Profesora Aleksandra Nalaskowskiego poznałem w latach osiemdziesiątych w Toruniu, gdzie miał zajęcia w zakresie pedagogiki ze studentami historii. Podsuwał nam wtedy lektury, znakomicie oddające ówczesne procesy społeczne. Zawsze trochę „wbrew”, nieschematyczny w samodzielnym interpretowaniu rzeczywistości, wykazuje się tą cechą także współcześnie, co widać choćby po jego prasowych felietonach. Czasem drażnią, czasem zachwycają, niekiedy budzą wątpliwości. Ale nigdy nie są nudne!

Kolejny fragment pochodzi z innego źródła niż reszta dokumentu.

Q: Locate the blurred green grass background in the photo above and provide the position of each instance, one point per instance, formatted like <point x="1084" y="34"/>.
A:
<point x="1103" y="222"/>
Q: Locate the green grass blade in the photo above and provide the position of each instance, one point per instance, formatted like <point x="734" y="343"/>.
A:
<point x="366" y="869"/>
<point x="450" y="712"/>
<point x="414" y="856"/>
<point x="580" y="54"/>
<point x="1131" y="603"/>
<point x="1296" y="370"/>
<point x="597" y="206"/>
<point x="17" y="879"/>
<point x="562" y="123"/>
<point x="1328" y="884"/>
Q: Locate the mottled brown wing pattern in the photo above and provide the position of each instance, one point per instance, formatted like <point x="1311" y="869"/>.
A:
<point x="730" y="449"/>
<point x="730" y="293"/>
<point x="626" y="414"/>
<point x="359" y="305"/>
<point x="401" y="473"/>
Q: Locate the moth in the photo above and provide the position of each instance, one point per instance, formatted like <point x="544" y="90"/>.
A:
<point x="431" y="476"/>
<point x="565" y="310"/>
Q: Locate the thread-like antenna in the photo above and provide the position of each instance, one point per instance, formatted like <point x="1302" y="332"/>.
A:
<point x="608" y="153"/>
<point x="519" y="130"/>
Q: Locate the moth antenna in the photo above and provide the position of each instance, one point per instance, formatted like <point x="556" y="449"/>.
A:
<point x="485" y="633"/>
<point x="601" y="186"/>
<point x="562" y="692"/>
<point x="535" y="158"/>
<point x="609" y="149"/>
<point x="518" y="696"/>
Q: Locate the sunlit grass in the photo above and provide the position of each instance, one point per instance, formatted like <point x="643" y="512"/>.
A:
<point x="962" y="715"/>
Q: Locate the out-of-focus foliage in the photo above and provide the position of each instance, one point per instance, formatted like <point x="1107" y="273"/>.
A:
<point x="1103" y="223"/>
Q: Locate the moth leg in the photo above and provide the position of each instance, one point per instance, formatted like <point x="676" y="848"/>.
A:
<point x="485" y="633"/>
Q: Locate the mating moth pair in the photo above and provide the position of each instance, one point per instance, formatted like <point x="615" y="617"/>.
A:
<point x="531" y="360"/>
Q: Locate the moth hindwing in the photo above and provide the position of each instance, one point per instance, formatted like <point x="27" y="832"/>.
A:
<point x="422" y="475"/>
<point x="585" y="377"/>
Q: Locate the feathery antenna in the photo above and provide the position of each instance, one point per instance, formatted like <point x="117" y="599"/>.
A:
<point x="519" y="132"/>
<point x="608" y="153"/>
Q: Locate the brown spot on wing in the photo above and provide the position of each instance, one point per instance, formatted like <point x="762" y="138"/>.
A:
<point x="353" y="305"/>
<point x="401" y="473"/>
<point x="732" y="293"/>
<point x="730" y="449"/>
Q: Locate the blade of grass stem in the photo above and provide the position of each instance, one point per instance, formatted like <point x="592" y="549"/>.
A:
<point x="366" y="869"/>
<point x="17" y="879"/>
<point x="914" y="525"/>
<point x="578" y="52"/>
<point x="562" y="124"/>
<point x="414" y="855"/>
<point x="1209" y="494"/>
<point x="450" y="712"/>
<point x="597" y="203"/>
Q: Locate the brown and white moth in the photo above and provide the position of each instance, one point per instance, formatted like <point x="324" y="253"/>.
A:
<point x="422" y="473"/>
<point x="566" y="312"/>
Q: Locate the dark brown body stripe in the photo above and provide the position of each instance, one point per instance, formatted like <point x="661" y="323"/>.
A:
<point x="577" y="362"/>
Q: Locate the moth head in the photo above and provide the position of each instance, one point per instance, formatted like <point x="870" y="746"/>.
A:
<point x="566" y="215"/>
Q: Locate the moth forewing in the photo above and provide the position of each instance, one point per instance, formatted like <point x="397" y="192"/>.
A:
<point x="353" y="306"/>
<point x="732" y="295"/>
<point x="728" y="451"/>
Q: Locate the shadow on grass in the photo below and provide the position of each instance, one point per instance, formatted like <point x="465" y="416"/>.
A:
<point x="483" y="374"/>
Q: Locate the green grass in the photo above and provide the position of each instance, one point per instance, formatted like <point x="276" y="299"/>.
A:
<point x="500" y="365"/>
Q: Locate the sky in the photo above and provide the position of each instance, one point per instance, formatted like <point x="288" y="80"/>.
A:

Dlatego z zainteresowaniem sięgnąłem po jego najnowszą książkę pt. „Bankructwo polskiej inteligencji”. Nie spodziewałem się książki naukowej, a raczej intelektualną prowokację, której autor chce zachęcić czytelnika do bardziej samodzielnego spojrzenia na problem upadku autorytetu polskiego inteligenta/polskiej inteligencji.

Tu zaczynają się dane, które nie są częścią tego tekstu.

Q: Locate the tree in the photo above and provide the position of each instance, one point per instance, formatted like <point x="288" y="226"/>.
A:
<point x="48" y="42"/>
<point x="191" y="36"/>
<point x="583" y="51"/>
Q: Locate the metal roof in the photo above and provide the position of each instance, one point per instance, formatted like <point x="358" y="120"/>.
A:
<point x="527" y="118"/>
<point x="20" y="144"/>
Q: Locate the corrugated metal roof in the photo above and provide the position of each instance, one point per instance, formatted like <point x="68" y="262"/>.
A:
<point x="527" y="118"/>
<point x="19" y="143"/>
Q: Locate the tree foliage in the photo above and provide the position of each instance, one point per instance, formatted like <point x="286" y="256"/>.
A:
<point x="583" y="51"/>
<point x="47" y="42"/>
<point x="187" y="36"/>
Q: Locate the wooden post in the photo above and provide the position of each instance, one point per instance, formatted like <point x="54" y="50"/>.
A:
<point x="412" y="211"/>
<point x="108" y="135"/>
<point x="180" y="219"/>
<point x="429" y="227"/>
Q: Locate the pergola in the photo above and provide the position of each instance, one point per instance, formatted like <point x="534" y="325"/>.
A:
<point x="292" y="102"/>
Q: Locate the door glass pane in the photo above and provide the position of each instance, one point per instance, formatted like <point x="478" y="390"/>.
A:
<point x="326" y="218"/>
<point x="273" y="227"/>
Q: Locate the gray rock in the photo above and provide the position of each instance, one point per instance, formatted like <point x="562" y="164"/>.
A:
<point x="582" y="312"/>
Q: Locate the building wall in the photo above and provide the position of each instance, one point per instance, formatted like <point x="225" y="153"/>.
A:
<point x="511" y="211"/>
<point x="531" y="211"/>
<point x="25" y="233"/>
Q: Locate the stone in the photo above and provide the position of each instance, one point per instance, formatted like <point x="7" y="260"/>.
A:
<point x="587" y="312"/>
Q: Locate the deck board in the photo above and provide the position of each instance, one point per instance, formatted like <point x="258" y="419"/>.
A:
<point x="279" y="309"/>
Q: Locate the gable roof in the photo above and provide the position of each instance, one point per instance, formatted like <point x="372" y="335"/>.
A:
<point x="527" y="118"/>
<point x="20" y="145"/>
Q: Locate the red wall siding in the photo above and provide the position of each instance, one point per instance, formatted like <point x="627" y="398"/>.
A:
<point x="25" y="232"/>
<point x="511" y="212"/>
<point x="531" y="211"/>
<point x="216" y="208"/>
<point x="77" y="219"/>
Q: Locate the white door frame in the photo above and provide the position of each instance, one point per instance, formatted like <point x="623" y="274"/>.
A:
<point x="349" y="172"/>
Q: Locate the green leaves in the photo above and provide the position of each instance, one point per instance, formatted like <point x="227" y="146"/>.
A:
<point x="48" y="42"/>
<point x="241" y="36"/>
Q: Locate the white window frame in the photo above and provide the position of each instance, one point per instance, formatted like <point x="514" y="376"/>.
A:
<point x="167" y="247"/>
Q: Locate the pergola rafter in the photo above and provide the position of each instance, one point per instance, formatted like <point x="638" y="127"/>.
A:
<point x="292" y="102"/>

Nie zawiodłem się. Zero ugłaskiwania czytelniczych gustów, raczej prowokowanie, dosadne sformułowania, odważne, idące pod prąd interpretacje.
Zacznę od tego, że przez bankructwo autor oczywiście rozumie coś innego, niż postępującą pauperyzację tegoż środowiska. Choć może powinien i ten aspekt uwzględnić przy opisie rzeczywistości? Źródeł tytułowego upadku inteligencji Profesor doszukuje się zarówno w zniszczeniu tej warstwy społecznej w czasie wojny i jej zmanipulowaniu w okresie komunizmu. Przekształcono ją wówczas według nowych, lewicowych wzorców. Stare, naturalne mechanizmy odnawiające tę część społeczeństwa zniknęły. Po upadku komunizmu, zamiast kreować umysłową rzeczywistość, uczestniczyć w reprodukowaniu elit, inteligencja uległa koniunkturalnie głosowi jednego środowiska i straciła (a może po prostu nie odzyskała?) resztki podmiotowości. Na to nakładają się problemy z systemem edukacji, głównie w kontekście obecnej dominacji lewicowych/postmarksistowskich teorii na wyższych uczelniach. Dodajmy jakże aktualne zdalne nauczanie, żeby ujrzeć komplet negatywnych elementów, składających się na opisywanie przez Nalaskowskiego „bankructwo”.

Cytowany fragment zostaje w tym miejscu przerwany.